Und seit zwei Wochen jetzt macht er die Zicken :(
Ich hab seit Monatsanfang projektbedingt (bin selbständig) sehr viel zu tun, aber langsam wird es echt extrem mit ihm. Ich spiel mit ihm, sobald ich abends fertig bin, aber ich kann ihn eben nicht den ganzen Tag hochhalten (was ihm das liebste wäre ...)
 
  • Trotz-Markieren abgewöhnen ... Beitrag #6
Lass ihn schnellstmöglich kastrieren und dann kannst Du nur hoffen das das markieren aufhört.
Zu einer 2. Katze brauch ich ja nichts mehr zu sagen, das haben meine Vorredner schon getan. Naja, oder doch. Ich denke trotzdem das er einen Katzenkumpel braucht. Habt ihr ihn denn während der Aufzucht isoliert von den anderen Katzen? Wenn ihr 8 Katzen habt, hätte er doch mit den anderen zusammen leben können, oder?
 
  • Trotz-Markieren abgewöhnen ... Beitrag #7
Lass ihn schnellstmöglich kastrieren und dann kannst Du nur hoffen das das markieren aufhört.
Zu einer 2. Katze brauch ich ja nichts mehr zu sagen, das haben meine Vorredner schon getan. Naja, oder doch. Ich denke trotzdem das er einen Katzenkumpel braucht. Habt ihr ihn denn während der Aufzucht isoliert von den anderen Katzen? Wenn ihr 8 Katzen habt, hätte er doch mit den anderen zusammen leben können, oder?

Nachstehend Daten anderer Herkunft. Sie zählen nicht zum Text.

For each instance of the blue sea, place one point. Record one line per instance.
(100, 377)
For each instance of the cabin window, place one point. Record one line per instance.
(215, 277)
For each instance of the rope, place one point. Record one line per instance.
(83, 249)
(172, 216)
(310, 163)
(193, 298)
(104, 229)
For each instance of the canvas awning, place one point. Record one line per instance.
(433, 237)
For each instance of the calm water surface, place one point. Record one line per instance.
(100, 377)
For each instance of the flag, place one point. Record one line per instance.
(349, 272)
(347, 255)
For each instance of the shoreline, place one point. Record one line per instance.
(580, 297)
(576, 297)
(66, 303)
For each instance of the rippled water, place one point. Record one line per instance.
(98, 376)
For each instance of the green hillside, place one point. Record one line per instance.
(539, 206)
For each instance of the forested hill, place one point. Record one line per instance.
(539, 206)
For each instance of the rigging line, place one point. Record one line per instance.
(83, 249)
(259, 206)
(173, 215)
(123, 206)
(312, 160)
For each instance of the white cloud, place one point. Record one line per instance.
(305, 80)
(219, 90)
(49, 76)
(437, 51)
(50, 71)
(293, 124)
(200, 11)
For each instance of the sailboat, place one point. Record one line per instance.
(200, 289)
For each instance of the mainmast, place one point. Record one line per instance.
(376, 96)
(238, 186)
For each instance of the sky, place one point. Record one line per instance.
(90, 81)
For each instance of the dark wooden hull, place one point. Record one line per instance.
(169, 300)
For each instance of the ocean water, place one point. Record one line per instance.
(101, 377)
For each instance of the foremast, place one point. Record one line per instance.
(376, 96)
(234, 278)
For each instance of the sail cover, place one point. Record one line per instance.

Nachdem er die ersten Wochen ja in einem Wärmenestchen verbracht hat, war er da natürlich nicht bei ihnen. Danach war er natürlich bei den anderen, aber die wollte er wie gesagt nicht. Er hat höllisches Geschrei gemacht, wenn die nur in seine Nähe kamen, rannte immer zu uns, wollte hochgehoben werden, hat sich verkrochen und am ganzen Körper gezittert ... und das wie gesagt nicht bloß tage-, sondern wochenlang. Ihn dortzulassen wäre viel mehr Quälerei gewesen, als ihm keinen Gefährten zu geben. Ich glaube nicht, dass dieser Kater über die Gesellschaft anderer Katzen glücklich ist :(
 
  • Trotz-Markieren abgewöhnen ... Beitrag #8
wurde der kater denn mal von ta durchgecheckt ob er
vllt ein problem mit den harnwegen hat ?

(wobei ich eigentlich auch an markieren denke)

genauso eklig wie du den gedanken findest seinen in
urin getauchten kopf zu steicheln findet er es in urin getunkt
zu werden. und würde dir wenn du es tatsächlich mal machen
würdest vllt "zum dank" erstrecht die bude vollpinkeln oder
sich noch andere "nettigkeiten" ausdenken.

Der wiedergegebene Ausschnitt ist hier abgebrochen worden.